Organizational culture is a quiet, but driving, influence on our perception of a company, whether as a consumer or as an employee. For instance, we know Southwest Airlines as laid back and friendly. We think of Google as innovative. To almost every well-known company we can assign a character. It is now well recognized that corporate culture has a significant impact on organizational health and performance. Yet, the concept of corporate culture and culture management is too often tantalizingly elusive.
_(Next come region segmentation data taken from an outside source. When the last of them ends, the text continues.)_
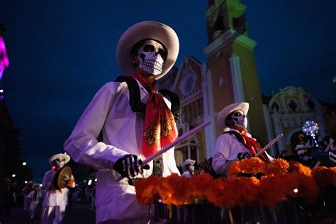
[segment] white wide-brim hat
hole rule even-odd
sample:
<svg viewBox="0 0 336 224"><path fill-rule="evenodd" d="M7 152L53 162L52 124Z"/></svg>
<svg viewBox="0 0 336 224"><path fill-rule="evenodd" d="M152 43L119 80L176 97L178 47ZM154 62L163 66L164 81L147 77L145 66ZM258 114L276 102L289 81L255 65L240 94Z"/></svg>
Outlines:
<svg viewBox="0 0 336 224"><path fill-rule="evenodd" d="M49 162L51 163L52 161L54 161L56 159L64 159L65 160L65 164L67 164L69 161L70 161L70 157L68 155L59 153L59 154L56 154L52 156L50 159L49 159Z"/></svg>
<svg viewBox="0 0 336 224"><path fill-rule="evenodd" d="M194 165L195 164L196 160L191 159L186 159L182 164L182 168L184 169L186 169L186 166L189 164Z"/></svg>
<svg viewBox="0 0 336 224"><path fill-rule="evenodd" d="M162 72L155 76L155 79L159 79L172 69L177 59L179 49L179 38L175 31L163 23L143 21L128 28L117 44L116 54L118 65L124 75L133 76L136 68L130 60L130 50L139 41L145 39L159 41L167 50L167 57L163 64Z"/></svg>
<svg viewBox="0 0 336 224"><path fill-rule="evenodd" d="M223 130L227 128L228 126L225 123L225 119L228 116L237 110L242 110L244 111L245 116L247 114L249 111L249 103L245 102L238 102L234 103L232 104L229 104L225 106L218 114L217 117L217 125L220 130Z"/></svg>

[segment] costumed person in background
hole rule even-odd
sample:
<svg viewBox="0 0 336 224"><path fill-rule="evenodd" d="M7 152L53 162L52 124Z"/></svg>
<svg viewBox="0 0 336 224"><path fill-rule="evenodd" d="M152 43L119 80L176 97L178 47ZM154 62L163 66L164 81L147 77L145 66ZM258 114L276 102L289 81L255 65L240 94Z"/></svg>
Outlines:
<svg viewBox="0 0 336 224"><path fill-rule="evenodd" d="M62 153L55 155L50 159L52 169L45 174L42 183L47 191L42 204L41 224L62 223L64 219L65 208L68 201L69 189L65 187L55 189L52 181L56 172L63 168L69 161L70 161L70 157ZM67 186L74 187L75 182L72 175L71 177L65 175L63 180L67 183Z"/></svg>
<svg viewBox="0 0 336 224"><path fill-rule="evenodd" d="M182 164L182 168L184 172L182 174L183 177L190 178L193 176L195 173L195 167L194 164L195 164L195 160L186 159Z"/></svg>
<svg viewBox="0 0 336 224"><path fill-rule="evenodd" d="M90 196L91 196L91 208L95 208L96 207L96 203L95 203L96 184L94 184L94 186L92 186L92 189L91 189Z"/></svg>
<svg viewBox="0 0 336 224"><path fill-rule="evenodd" d="M299 134L298 135L298 144L295 147L296 154L301 157L304 158L305 155L308 156L309 150L307 146L307 140L303 134Z"/></svg>
<svg viewBox="0 0 336 224"><path fill-rule="evenodd" d="M28 195L33 190L33 181L29 181L26 184L26 186L22 189L22 194L23 194L23 211L28 211L29 208L30 201Z"/></svg>
<svg viewBox="0 0 336 224"><path fill-rule="evenodd" d="M327 151L336 151L336 146L335 145L335 137L326 135L323 138L323 150Z"/></svg>
<svg viewBox="0 0 336 224"><path fill-rule="evenodd" d="M105 84L65 142L65 150L75 162L99 170L98 223L135 224L150 220L148 207L137 203L134 186L128 184L127 179L116 181L121 176L147 178L152 174L162 177L179 174L174 149L145 167L142 164L145 158L178 136L170 110L174 103L157 90L157 79L170 70L178 52L177 35L164 24L144 21L127 29L118 43L116 57L125 77L130 80L117 82L117 79ZM133 81L133 86L128 83L130 81ZM135 96L130 94L133 87L140 89L139 100L135 102L132 101ZM103 139L99 141L101 131Z"/></svg>
<svg viewBox="0 0 336 224"><path fill-rule="evenodd" d="M29 218L33 218L35 215L35 210L40 203L40 198L42 196L40 184L34 184L33 185L33 191L29 193L28 197L30 201L29 205Z"/></svg>
<svg viewBox="0 0 336 224"><path fill-rule="evenodd" d="M219 175L226 175L233 162L250 158L262 149L247 132L248 110L248 103L239 102L227 106L218 115L217 124L224 133L216 140L212 164ZM273 159L266 152L259 158Z"/></svg>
In this book, Flamholtz and Randle define culture, identifying and explaining the five key dimensions that determine it: a customer orientation; a people orientation; a process orientation; strong standards of performance and accountability; innovation and openness to change. They explain why culture is a critical factor in organizational success and failure—a key determinant of financial performance. Then, they provide a theoretically sound, highly practical, and field-tested method for managing corporate culture—presenting a set of international and domestic cases that show how actual companies have leveraged culture as the ultimate source of sustainable competitive advantage. In addition to well-known companies such as Starbucks, Ritz-Carlton, American Express, IBM, and Toyota, the text presents lesser known culture stars, such as Smartmatic and Infogix.
While other titles on culture have focused too heavily on the organization as a psychological being, or on academic studies of culture as a business lever, Corporate Culture draws on empirics to present a go-to, must-read guide for leveraging corporate culture as a source of competitive advantage and as a means of impacting the bottom line.